Bioinformatic analysis reveals new determinants of antigenic 14-3-3 proteins and a novel antifungal strategy.

The ubiquitously expressed 14-3-3 family of proteins is evolutionarily conserved from yeast to mammals. Their involvement in humoral and cellular immune responses is emerging through studies in drosophila and humans. In humans, a select group of 14-3-3 isoforms are antigenic; however the determinants of their antigenicity are not known. Here, we show that although mammalian 14-3-3 proteins are mostly conserved, subtle differences between their isoforms may give rise to their antigenicity. We observed syntenic relations among all the isoforms of 14-3-3 for mammals, but not with that of birds or amphibians. However, the parasitic 14-3-3 isoforms, which have known antigenic properties, show unique sequence, structure and evolution compared to the human 14-3-3. Moreover we report, for the first time the existence of a bacterial 14-3-3 protein. Contrary to the parasitic isoforms, both bacterial and yeast 14-3-3 exhibited significant homology with mammalian 14-3-3 in protein sequence as well as structure. Furthermore, a human 14-3-3 inhibitor caused significant killing of Candida albicans, which could be due to the inhibition of the structurally similar yeast homologue of 14-3-3, BMH, which is essential for its life cycle.

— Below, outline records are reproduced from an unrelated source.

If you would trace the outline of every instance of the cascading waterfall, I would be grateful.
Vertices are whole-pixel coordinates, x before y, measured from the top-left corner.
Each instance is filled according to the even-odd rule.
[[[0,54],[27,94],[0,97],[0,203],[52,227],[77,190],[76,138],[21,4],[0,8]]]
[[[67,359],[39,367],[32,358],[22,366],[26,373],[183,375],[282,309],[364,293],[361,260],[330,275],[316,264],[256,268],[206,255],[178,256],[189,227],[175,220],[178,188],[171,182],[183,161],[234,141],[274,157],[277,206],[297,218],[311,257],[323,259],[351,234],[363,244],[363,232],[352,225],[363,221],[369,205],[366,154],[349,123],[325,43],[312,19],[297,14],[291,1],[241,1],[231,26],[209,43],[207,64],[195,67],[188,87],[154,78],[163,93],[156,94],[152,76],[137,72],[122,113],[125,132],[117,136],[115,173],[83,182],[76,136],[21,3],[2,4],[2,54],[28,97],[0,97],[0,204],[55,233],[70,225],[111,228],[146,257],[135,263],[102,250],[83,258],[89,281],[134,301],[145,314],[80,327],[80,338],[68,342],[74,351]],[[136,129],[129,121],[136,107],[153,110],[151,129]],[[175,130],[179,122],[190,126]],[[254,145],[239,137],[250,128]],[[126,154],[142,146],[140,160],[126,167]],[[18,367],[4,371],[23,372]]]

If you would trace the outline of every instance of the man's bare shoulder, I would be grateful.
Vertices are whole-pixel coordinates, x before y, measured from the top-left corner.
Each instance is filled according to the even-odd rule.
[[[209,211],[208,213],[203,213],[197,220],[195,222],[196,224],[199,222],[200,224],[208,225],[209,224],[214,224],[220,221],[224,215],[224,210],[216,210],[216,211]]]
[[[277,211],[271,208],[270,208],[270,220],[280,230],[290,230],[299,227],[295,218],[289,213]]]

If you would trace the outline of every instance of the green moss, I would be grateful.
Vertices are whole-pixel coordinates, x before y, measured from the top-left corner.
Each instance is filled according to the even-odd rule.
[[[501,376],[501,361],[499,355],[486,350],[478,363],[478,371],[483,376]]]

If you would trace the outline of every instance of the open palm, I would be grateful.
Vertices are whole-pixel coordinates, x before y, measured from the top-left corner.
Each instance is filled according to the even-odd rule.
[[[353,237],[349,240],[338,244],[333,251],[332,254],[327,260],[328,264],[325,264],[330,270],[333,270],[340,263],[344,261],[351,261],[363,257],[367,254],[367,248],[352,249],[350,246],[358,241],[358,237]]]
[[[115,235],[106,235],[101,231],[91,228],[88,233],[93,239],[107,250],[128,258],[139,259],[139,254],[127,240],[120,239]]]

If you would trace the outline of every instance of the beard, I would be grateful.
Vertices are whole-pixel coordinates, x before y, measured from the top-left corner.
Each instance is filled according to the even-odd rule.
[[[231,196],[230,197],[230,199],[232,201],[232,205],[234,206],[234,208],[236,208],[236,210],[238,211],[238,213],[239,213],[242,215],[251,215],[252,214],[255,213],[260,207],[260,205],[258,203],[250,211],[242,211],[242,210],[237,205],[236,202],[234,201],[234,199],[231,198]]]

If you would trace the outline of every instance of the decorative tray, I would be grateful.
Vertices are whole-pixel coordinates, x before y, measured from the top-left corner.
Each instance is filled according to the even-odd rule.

Overall, our bioinformatic analysis combined with the demonstration of a novel antifungal role of a peptide inhibitor of human 14-3-3 indicates that the sequences and structural similarities between the mammalian, bacterial and fungal proteins are likely determinants of the antigenic nature of these proteins. Further, we propose that molecular mimicry triggered by microbial infections with either yeast or bacteria may contribute to the antigenic role of human 14-3-3.